Most files that are included are header files which contain macro definitions, defined constants, type definitions ( struct or union templates), enumerated types and function prototypes. Header files should not contain global variable declarations. The use of global variables should be avoided if at all possible because of the difficulty in controlling the integrity of data values placed in a global variable. Global variables must not be declared in header files because most applications consist of several source files. Each source file is a module of the application and may consist of one or more C or C++ functions needed to perform a specific task. Each source file usually includes not only the standard C header files needed for that module but also will include a header file that is application specific.

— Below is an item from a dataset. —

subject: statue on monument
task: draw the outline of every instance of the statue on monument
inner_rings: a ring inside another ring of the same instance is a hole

This application specific header file will have the macro definitions, defined constants, type defiitions, enumerated types and function prototypes for the current application. If each source file associated with an application includes this local header file and if there is a global variable declaration in that header file the application will not be linked by the linkage editor. The linker will complain that there is a “duplicate redefinition of ....”. Since the linker is trying to bind several object files together and each object file has the same global declaration, the linker does not know which global declaration to use. If it is absolutely necessary to have global declarations in a header file, then protect the header file from multiple inclusion by surrounding the contents of the header file as follows:

Fig. 14-1

/***********************************************************
*   Header File    :    sample.h
*   Application    :    sample
************************************************************

#ifndef _SAMPLE_H
#define _SAMPLE_H

#include <stdio.h>
.
.
.
#endif

The above code uses the preprocessor to detect if the header file has been previously included. On the first inclusion of the header file, the identifier _SAMPLE_H was defined and the statements composing the header file where processed. On subsequent inclusions of the header file none of the statements within this header file are not seen because of the conditional inclusion.

14.8 Other Directives

The following preprocessor directives were added by the ANSI C standard.

#line
#error
#pragma

#line provides a mechanism for altering the settings of __LINE__ and __FILE__. This directive has the form of:

#line lineno "filename"

where lineno is a new value for __LINE__ and “filename” is a new value for __FILE__. The “filename” parameter is optional, but if present, then lineno must be present. #error will immediately terminate the compilation. This would most likely be used in conjunction with a #if directive. #pragma is an implementation dependent directive which allows a compiler vendor to add extensions to the standard preprocessor.